En première ligne dans la lutte contre la violence des gangs en Haïti, la Mission multinationale d’appui à la sécurité (MMS), lancée en 2024 sous l’égide de l’ONU, n’exerce pas dans sa plénitude. Alors qu’elle est censée être composée de 2500 hommes, cette force comprend actuellement 1000 policiers kényans et des soldats jamaïcains. Cet effectif est loin de peser dans la balance face à des gangs puissants, qui contrôlent une grande partie de la capitale, Port-au-Prince. Si les promesses d’appui ne manquent pas, la MMS n’a pas encore tous les moyens humains et financiers, pour prétendre atteindre efficacement ses objectifs.

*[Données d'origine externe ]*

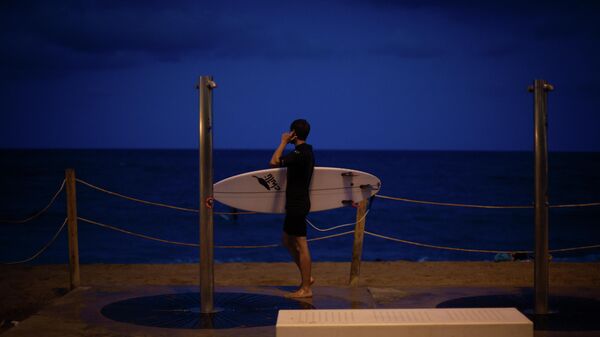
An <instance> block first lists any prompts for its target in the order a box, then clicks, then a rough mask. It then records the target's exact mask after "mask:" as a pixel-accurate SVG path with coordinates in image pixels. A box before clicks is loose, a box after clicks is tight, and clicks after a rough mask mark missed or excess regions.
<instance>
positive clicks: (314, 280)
mask: <svg viewBox="0 0 600 337" xmlns="http://www.w3.org/2000/svg"><path fill="white" fill-rule="evenodd" d="M313 284H315V278H314V277H312V276H311V277H310V285H311V286H312V285H313ZM298 288H302V283H300V285H299V286H298Z"/></svg>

Des pays comme le Bénin, le Bangladesh et le Tchad ont annoncé un déploiement d’hommes qui tardent à voir le jour. Certes, le Tchad a confirmé son intention d’envoyer 800 hommes à Haiti d’ici juin 2026, mais encore faut-il voir l’effectivité de ce renfort pour apprécier. S’il est le bienvenu, ce soutien tchadien ne suffira pas à combler les besoins d’effectifs. Il faut d’ailleurs craindre un recul total de la MMS, dans la mesure où le Kenya, qui assure actuellement la direction, envisage son retrait progressif. Cette mission d’appui à la sécurité, appelée à être remplacée par une brigade anti-gang, ne semble pas être promise à un bel avenir, malgré son importance. On se demande alors, pourquoi la communauté internationale a porté cette imitative à bout de bras, sans que les moyens pour son opérationnalisation complète ne suivent.
Dès sa création, la MMS a apporté une lueur d’espoir aux Haïtiens, qui n’en peuvent plus de subir la loi des groupes armés, mais vu son évolution, il y a de quoi tempérer les ardeurs. La persistance de la violence des gangs exige pourtant d’énormes efforts et c’est en cela, que l’apport de la MMS parait déterminant. Le développement socioéconomique de ce pays des Caraïbes est compromis par les groupes armés, qui tuent, pillent et rackettent à tout va. La sécurité s’est particulièrement dégradée, depuis juillet 2021, avec l’assassinat du Président Jovenel Moïse dans sa résidence privée. Plus de 15 000 morts ont été enregistrés depuis 2022, tandis que le nombre de déplacés a dépassé largement un million, de nos jours. Haïti n‘est pas un havre de paix, alors que ses autorités entendent organiser des élections, cette année.
On pensait que l’aide de la communauté internationale allait permettre à ce pays de sortir du cycle infernal de la violence, mais c’est loin d’être le cas. La lutte contre l’insécurité demeure le plus gros défi de Haïti, qui semble condamner à occuper la Une de l’actualité, chaque fois, avec les violences des gangs, dont les accointances avec les hommes politiques n‘est manifestement pas une vue de l’esprit. Si le soutien de la communauté internationale est nécessaire, à ce stade de la situation, les Haïtiens sont les seuls à devoir trouver la solution à ce problème handicapant. Les autorités de l’île doivent œuvrer à asseoir un Etat plus fort, débarrassé de pratiques parfois mafieuses et propices à l’essor des gangs, et une société plus juste et saine. Sans quoi, la violence ne fera que s’enraciner davantage, malgré les sacrifices consentis pour la contenir. Haïti mérite mieux. Haïti doit se réveiller et changer sa mauvaise réputation engendrée par les basses besognes des gangs.